健はダフ屋の親分・犬井(徳大寺伸)に歩合を増すといわれ、牧との約束を破って田宮(清水元)の興行に手を出そうとした。
牧が弟のようにしているボクサー・島村(藤木悠)を酒の肴にして、健が牧をののしると、牧は怒って暴れ、警察に留置された。
その間に健は切符を売ってしまった。
健が貯めた金を預けてあった安全経済会が突然休業し、健はあわてるが、事情を聞いた牧は金策を引き受けた。
島村の試合に、田宮は犬井と合法的な八百長をやろうとし、金でつって健に島村誘惑の役をやらせた。
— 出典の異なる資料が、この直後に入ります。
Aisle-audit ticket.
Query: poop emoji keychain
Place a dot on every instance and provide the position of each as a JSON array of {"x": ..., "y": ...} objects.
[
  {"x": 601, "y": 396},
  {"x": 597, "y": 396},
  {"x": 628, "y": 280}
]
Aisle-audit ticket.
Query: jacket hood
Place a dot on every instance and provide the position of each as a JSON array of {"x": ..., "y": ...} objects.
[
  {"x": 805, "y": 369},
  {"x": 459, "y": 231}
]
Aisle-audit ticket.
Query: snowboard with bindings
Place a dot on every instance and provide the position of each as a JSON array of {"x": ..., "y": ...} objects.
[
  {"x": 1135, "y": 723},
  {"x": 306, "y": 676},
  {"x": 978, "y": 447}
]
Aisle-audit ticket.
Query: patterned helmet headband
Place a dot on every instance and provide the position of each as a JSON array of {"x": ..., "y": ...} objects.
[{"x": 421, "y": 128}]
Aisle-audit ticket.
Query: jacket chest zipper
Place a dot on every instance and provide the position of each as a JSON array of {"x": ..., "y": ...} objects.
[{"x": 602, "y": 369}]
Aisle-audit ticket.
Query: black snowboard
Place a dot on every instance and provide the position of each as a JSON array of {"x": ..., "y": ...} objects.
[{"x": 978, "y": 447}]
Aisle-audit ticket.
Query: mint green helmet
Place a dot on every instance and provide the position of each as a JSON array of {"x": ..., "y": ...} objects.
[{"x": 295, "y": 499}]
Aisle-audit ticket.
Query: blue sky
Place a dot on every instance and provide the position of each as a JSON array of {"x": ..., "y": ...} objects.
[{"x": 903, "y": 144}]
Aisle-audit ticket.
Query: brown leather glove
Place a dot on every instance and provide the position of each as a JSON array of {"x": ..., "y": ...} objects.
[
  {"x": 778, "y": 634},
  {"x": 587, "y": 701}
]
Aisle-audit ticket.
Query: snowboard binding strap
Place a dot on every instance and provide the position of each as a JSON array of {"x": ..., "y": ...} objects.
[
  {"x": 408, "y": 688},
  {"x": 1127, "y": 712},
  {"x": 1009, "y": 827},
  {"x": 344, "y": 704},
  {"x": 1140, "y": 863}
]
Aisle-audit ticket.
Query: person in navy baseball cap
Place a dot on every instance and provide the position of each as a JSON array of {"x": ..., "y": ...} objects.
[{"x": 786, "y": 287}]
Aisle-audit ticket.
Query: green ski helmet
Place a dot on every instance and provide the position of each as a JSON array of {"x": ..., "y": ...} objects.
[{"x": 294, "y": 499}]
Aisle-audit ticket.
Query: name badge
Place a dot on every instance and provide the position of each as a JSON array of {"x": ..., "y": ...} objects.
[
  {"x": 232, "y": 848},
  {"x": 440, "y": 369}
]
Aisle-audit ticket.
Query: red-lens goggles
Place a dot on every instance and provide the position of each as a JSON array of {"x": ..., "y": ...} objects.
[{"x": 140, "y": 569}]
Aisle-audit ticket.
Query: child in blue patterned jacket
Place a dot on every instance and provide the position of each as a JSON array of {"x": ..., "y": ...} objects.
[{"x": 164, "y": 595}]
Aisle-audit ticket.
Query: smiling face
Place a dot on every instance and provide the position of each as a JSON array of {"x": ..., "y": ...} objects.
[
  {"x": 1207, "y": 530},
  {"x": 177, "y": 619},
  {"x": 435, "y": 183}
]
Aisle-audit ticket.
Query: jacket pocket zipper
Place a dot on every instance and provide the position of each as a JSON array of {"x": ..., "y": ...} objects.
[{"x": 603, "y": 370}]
怒った牧は健を追いつめ、案ずるおきみの目の前で殴りつけた。
健は牧の真心と母の愛に目をさまし、更生を誓った。
牧と健は田宮等の悪行を知り、なぐり込んだが、牧は警官につかまった。
おきみは牧を迎えに行き、牧は彼女の母性愛に涙にむせんだ。
健は自分の為にクビになったみち子と結婚し、一緒に彼女の故郷名古屋へ行った。
コメント:
山本嘉次郎作品は、『藤十郎の恋』のような名作から、同一監督がつくったとは思えない駄作まで格差が激しい。
本作は優れてはいないが、そこそこ楽しめる。
へらへら鶴田とお人好しで直情型単細胞の三船は、兄弟分でありながらいざこざがたえない。
鶴田が八百長拳闘に巻き込まれ、三船を裏切る。
そこから始まる身内の諍いが笑える。
まるで銭形刑事のようなトレンチコートに身を包んだ三船敏郎がカッコいい。
髪にパーマを当てて色男ぶっている軽薄な鶴田浩二もなかなかだ。
どっちが、男性No.1なのだろうか。
相手を騙すのが上手く、金儲けを企んでは、三船を怒らす鶴田。
だが、母親(渡辺粂子)の説教でついに真人間になる鶴田。
直情型の男を演じている三船敏郎のスカッとした振る舞いが印象に残る。
やっぱり、男性ナンバーワンは、三船敏郎だろう。